Liebe Juls, lieber Herbert,
zunächst danke ich Euch sehr für Eure positiven Rückmeldungen. Und ich muss Euch recht geben: "das Leben und die Wesen, die es hervorbringt, sind in ihrer Art durchaus vollkommen" (Juls), "das Leben ist perfekt, in jedem Augenblick" (Herbert). Perfektion ist im Grunde eine menschengemachte Dimension, und ihr Gütegrad ist definitionsgemäß gar nicht erreichbar. Allerdings objektiv gesehen, wie eure Anmerkungen belegen, auch bedeutungslos.
Deine als Antwortgedicht zurückgespiegelte Variation, liebe Julie, ist sehr gelungen 😉.
Einerseits muss ich zu meinem Gedicht den Hinweis geben, dass ich die in der ersten Strophe verwendeten Begriffe "das Leben" und "diese Zeit" nicht allgemein, sondern singulär auf das LI bezogen verwendet habe (was aber natürlich nicht gerade offensichtlich ist). Das LI spricht über sich selbst und gibt seine Erfahrung weiter, damit andere es besser machen.

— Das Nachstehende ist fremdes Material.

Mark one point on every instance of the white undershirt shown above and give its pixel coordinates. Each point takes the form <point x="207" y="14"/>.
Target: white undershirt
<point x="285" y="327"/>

Andererseits möchte ich auf die Idee für meine Zeilen eingehen, den Auslöser, der allerdings sehr profan ist:
Eines Tages nahm ich einen Zirkel und zeichnete einen Kreisbogen. Wider erwarten verfehlte er allerdings die Anschlusslinien, obwohl ich mir sicher war den Mittelpunkt sorgfältig und richtig gewählt zu haben. Meine Gedanken schweiften ab und ich fragte mich, wie wohl ein Kreis beschaffen sei, wenn die Zirkelspitze nicht wohlgeformt wäre, sondern z.B. in einem Dreieck angeordnete Teilspitzen aufweisen würde, die jeweils nur für ihren Winkelbereich wirksam wären. Der Kreis wäre dann nicht vollkommen, sondern bestünde aus Bögen mit unterschiedlichem Radius. Eine solche Abweichung tritt natürlich in den Hintergrund, wenn wir den relativen Fehler betrachten. Der geht bei einem unendlich großen Radius zwar über zu Null, aber der absolute Fehler, die Differenz zwischen den Radien, bleibt.
Doch was passiert, wenn wir (theoretisch) den Radius immer weiter verkleinern? Sobald der Radius den Abstand der Seiten des Dreiecks unterschreitet, beginnt der Kreis Schleifen zu bilden, die sich kreuzen, verschlungene Pfade. Das war eine überraschende Einsicht. Sind verschlungene Pfade nicht viel schöner als nur ein ebenmäßiger Kreis, der sich im Unendlichen zu einer Geraden streckt? Diese verschlungenen Pfade habe ich auch im Bild dargestellt, das dann meiner Meinung nach - ebenso überraschend - Züge eines menschlichen Antlitz angenommen hat. So ergab sich das Gedicht.
Der Vers, "der Kreis ist öd wie die Gerade" wird damit sicherlich verständlich. Auch zu Deiner Frage, Julie, "Ist es nicht die Endlichkeit, die das Licht löscht?", kann ich antworten. Ich stelle hier einfach fest, dass das Ausmaß einer endlichen Einheit, wie z.B. "Lebens Licht", vor der unermesslichen Größe der Unendlichkeit zu Null schrumpfen muss - rein mathematisch betrachtet.
In diesem Gedicht verknüpfte ich die technisch-mathematische mit einer weltanschaulich-philosophischen Betrachtung. Das war für mich der eigentliche Reiz.